Last week, I was struck down with COVID for the second time.
My sister did a RAT on Thursday evening after I left as she had what she thought were hayfever symptoms from Tuesday; it was only when Zoe was out of sorts that day and turned for the worst in the evening that she thought she better check. She and Zoe are no longer unicorns, both having their COVID cherry popped.
I had some work with RA on Friday and a craft camp on Saturday, so I was hyperaware of any possible symptoms but was at the same time hopeful that my current less is more lifestyle (eating and sleeping well, more play, less work) would pay off and my immune system could handle it. I did a RAT on Friday and Saturday to be safe, and both were negative, but when I woke up on Sunday morning, I felt half-dead.
I didn’t need to test to confirm it was COVID. I felt it through my whole body. My mother and sister asked if I did a RAT, and I said no, I don’t need to. Mum told me she needs to know if I have COVID because we had lunch together on Thursday (with Zoe). I pointed out that they were sick first, so it’s doubtful I was infected with COVID at lunch, and the exposure was likely when I was helping Nicole get dinner ready, and Zoe was crying and snotting all over me. Besides, I didn’t have the energy to stick a swab up my nose to confirm what I already knew. It was the couch and TV. My head hurt too much to read. In the afternoon, I had to drag myself to my computer to ask my uni peers if we could reschedule our online meeting as I was not up to attending. Monday was spent much the same. I watched three television series in 2 days, which I never do, as I prefer to listen to music or read books. It was quite a different experience to last year when I read 4 books in 7 days while sick with COVID.

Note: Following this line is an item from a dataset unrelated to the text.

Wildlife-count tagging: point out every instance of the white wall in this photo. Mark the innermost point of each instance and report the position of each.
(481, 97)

My mother popped in Monday morning with food and a COVID test, giving me no choice. She unwrapped the swab and made me take it right before her. I told her I didn’t need to do one, and she said, “We need to know what we are dealing with”. I didn’t have the energy to fight her further. I’d already explained my reasoning that I haven’t seen anybody except Nicole and Zoe; therefore, the probability of me having COVID is 100%. I said, I’m sick; I’m not going anywhere, so taking a test is unnecessary because the protocol is the same either way. If you’re sick, stay home. Unsurprisingly, the RAT returned a double line and was followed with, “Oh, it is COVID”. Yep, no shit. She then sent a picture of the positive RAT to the family group chat and said she hoped it wouldn’t be COVID; my sister hoped it wasn’t. Part of me feels that they were hoping it wasn’t COVID because then it meant they I didn’t catch the sickness of my family, and that is better for their conscience.

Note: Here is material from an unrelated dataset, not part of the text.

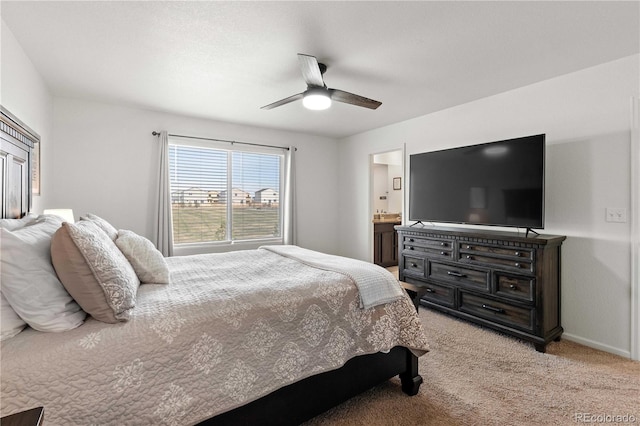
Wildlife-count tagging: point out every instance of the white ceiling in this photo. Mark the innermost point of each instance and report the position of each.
(224, 60)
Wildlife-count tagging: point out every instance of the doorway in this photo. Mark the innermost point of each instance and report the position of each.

My question is, how old do I need to be for my boundaries, wants and needs to be respected by a parent?
I’m not a parent (yet), but my siblings often tell me I’ll understand when I have children in response to me providing some psychological insight into child/human behaviour and aware parenting concepts. But I feel this is different to having your boundaries respected by your parent when you’re a 36-year-old adult.
I feel much better now but I was out of action most of last week. Thankfully, I recovered in time to attend the end-of-year Rowing Australia awards, which I had been excited about as it was the first sports award night I’d received an invitation to, despite working at the Brumbies for 11 seasons.
TV series I watched were:
Bump Season 2
Year Of Season 1
Totally Completely Fine (this was an excellent series inspired by true-life events that I feel my friends from
resilience will enjoy.
Tricky one.
Even after 15 months I still consider myself a very new parent. I'm trying my hardest to be the absolute best parent I can be and whenever Sonny is sick I try desperately to figure out what it is that's upsetting him, but my motivation is to take his discomfort away. It makes it harder again when he can't explain how he is feeling or where it hurts.

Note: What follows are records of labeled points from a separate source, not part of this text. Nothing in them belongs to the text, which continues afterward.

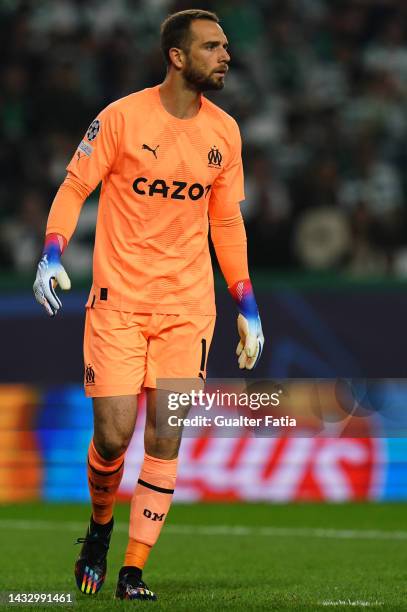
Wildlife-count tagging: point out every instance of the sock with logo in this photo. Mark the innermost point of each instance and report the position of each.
(149, 507)
(104, 478)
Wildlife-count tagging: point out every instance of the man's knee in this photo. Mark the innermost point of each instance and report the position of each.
(111, 445)
(162, 448)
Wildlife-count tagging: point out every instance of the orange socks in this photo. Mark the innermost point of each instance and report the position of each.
(104, 478)
(149, 507)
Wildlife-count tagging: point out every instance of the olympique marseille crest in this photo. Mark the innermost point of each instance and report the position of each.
(93, 130)
(214, 158)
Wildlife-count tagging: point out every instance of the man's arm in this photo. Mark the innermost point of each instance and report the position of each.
(91, 163)
(229, 240)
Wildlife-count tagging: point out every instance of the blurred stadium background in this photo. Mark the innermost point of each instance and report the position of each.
(319, 88)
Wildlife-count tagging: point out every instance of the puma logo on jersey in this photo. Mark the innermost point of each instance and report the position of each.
(153, 151)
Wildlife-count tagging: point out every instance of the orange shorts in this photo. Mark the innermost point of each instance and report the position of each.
(126, 351)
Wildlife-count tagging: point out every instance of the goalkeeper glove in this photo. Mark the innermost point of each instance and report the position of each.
(251, 336)
(50, 273)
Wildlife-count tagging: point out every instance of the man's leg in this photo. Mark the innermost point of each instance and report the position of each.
(114, 421)
(151, 500)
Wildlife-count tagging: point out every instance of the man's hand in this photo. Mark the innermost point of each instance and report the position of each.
(251, 342)
(50, 273)
(251, 336)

My mum can be a little over the top too, but I'm starting to understand that wanting her to change in any way is a waste of my energy. She is well and truly set in her ways. Perhaps some people might think this isn't the right thing to do, but in a situation like yours I probably would have just lied and told her I had done the test and it was positive, especially given the condition you were in, I'd have just done whatever took the least effort to appease her and get her off my case, haha.
Glad you're better. COVID bloody sucks.
Deep down she wants the best for you, but she has to realise you're a more than capable adult.
Part of me feels like your mum is projecting her own feelings onto you.